Music jokes
What has eight legs and doesn’t rape children?
The Jackson 4.
This song is sus, because I’m happy. Clap along if you feel like happiness is the root. What are you clapping?
What was Michael Jackson's favorite song?
"Touch Me (I Want Your Body)."
What do you call it when you rickroll someone in the LGBTQ?
You just got fruit-rolled.
What is harder than steel?
Michael Jackson on a primary school oval. 😂
Memes
this one hurts
Me: Cobain!
Friend: No, dude, it's Kobe.
Me: Why? Cobain didn't miss his last shot.
Ice cream truck drivers are the most sus people on earth. They’re adults who play children’s music and give ice cream to kids who approach their van.
Why are Captain from SpongeBob and Michael Jackson so similar?
They both say, "Are you ready, kids?"
Why do kids like Michael Jackson so much?
Because he's made out of plastic, and that's what toys are made out of! 😂
What did the lady say to Michael Jackson on the beach?
"Excuse me sir, but you're in my sun."
NWA: Straight Outta Compton.
Kobe Bryant: Straight Outta the Helicopter.
What song do you think was playing at the school?
"Pumped Up Kicks"
Two people are under the covers. The man says, "Quote the Beatles: Come together!"
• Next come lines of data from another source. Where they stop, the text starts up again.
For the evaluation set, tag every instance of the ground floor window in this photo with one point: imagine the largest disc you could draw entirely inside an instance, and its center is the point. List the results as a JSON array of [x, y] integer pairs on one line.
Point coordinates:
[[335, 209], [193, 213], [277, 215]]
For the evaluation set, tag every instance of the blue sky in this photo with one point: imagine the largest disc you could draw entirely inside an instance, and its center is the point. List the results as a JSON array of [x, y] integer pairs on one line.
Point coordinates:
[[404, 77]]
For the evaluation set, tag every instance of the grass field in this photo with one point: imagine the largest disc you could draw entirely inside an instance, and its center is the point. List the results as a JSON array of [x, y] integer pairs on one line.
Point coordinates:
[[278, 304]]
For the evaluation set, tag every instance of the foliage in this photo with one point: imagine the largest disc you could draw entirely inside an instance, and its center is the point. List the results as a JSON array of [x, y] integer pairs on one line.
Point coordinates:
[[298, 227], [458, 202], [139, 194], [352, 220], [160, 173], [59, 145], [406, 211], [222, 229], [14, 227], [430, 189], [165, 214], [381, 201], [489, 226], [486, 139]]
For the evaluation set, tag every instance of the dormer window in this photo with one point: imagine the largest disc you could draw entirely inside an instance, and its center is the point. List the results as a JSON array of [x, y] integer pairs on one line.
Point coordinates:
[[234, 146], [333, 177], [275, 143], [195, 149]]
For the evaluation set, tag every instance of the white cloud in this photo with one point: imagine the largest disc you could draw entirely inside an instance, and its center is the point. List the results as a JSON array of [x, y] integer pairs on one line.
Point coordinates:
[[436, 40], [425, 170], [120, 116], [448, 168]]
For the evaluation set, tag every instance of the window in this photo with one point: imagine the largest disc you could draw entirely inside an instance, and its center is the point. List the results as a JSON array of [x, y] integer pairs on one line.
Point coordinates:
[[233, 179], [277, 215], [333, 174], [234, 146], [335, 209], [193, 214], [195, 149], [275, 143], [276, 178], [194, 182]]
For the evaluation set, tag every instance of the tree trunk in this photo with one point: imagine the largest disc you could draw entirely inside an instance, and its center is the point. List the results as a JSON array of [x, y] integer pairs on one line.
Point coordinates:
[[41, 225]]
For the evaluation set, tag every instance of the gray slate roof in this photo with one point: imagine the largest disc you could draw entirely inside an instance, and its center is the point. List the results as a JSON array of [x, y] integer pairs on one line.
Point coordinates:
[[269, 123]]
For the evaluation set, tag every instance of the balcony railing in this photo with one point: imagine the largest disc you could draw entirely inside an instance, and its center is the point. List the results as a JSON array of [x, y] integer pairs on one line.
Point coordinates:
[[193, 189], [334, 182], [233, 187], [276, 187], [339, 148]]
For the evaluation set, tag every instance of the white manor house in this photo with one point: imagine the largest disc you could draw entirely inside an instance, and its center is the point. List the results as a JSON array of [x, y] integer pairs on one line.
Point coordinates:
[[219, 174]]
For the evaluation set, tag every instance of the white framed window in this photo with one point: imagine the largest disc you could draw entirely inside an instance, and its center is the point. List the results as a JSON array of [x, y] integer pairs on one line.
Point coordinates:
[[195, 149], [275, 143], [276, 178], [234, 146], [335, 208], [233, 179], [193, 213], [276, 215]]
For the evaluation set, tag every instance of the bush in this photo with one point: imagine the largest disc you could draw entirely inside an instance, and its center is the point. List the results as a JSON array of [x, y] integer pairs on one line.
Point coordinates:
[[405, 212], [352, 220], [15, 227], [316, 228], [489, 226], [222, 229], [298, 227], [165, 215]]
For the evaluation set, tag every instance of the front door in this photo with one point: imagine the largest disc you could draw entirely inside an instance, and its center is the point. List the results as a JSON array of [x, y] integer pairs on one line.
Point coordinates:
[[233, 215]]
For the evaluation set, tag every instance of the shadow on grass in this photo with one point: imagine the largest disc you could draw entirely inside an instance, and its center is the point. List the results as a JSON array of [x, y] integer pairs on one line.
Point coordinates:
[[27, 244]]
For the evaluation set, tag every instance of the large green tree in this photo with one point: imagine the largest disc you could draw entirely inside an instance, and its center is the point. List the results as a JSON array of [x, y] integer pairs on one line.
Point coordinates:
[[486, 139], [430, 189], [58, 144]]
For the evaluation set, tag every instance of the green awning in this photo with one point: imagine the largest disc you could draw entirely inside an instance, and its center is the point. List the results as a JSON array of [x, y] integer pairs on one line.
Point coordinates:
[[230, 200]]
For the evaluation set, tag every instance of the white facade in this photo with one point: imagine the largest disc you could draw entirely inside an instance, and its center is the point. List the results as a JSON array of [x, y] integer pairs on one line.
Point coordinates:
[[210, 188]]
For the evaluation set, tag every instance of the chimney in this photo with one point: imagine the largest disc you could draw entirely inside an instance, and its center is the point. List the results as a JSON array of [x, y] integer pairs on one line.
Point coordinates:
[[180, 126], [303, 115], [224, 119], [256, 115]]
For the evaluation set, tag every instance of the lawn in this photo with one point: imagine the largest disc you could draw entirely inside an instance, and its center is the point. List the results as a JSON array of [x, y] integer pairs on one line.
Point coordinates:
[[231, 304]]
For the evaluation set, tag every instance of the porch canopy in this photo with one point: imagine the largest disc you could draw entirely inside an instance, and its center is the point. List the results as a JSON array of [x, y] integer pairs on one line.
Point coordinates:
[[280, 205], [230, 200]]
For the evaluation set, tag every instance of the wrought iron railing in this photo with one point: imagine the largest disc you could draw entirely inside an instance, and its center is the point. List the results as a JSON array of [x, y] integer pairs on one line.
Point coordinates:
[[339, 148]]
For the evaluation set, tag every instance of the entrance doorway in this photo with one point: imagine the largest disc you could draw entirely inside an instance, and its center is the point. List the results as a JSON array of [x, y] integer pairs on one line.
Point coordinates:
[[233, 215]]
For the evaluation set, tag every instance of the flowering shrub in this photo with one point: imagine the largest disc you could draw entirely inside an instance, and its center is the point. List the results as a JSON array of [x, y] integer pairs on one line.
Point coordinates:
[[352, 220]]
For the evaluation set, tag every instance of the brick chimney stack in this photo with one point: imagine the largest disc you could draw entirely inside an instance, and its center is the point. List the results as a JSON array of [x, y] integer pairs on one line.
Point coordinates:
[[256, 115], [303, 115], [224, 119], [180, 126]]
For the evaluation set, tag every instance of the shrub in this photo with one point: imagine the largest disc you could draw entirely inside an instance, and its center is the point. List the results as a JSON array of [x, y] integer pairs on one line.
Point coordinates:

What’s Whitney Houston’s favorite type of coordination? HAAAAND EEEEEEEEEYYYYEEE!
Q. What makes music on your hair?
A. A headband!
How are laundry and Michael Jackson related?
They both got bleached!
What is Michael Jackson’s favorite song? “Little Drummer Boy.”
What’s Michael Jackson’s favorite pasta?
Spaghett-hehe.
Emos are dark people....
...So why are they all white?
Goths are even darker...
SO WHY ARE THEY WHITER!?
"Why did the band teacher get arrested?"
"For fingering a minor." Ahaha, so funny!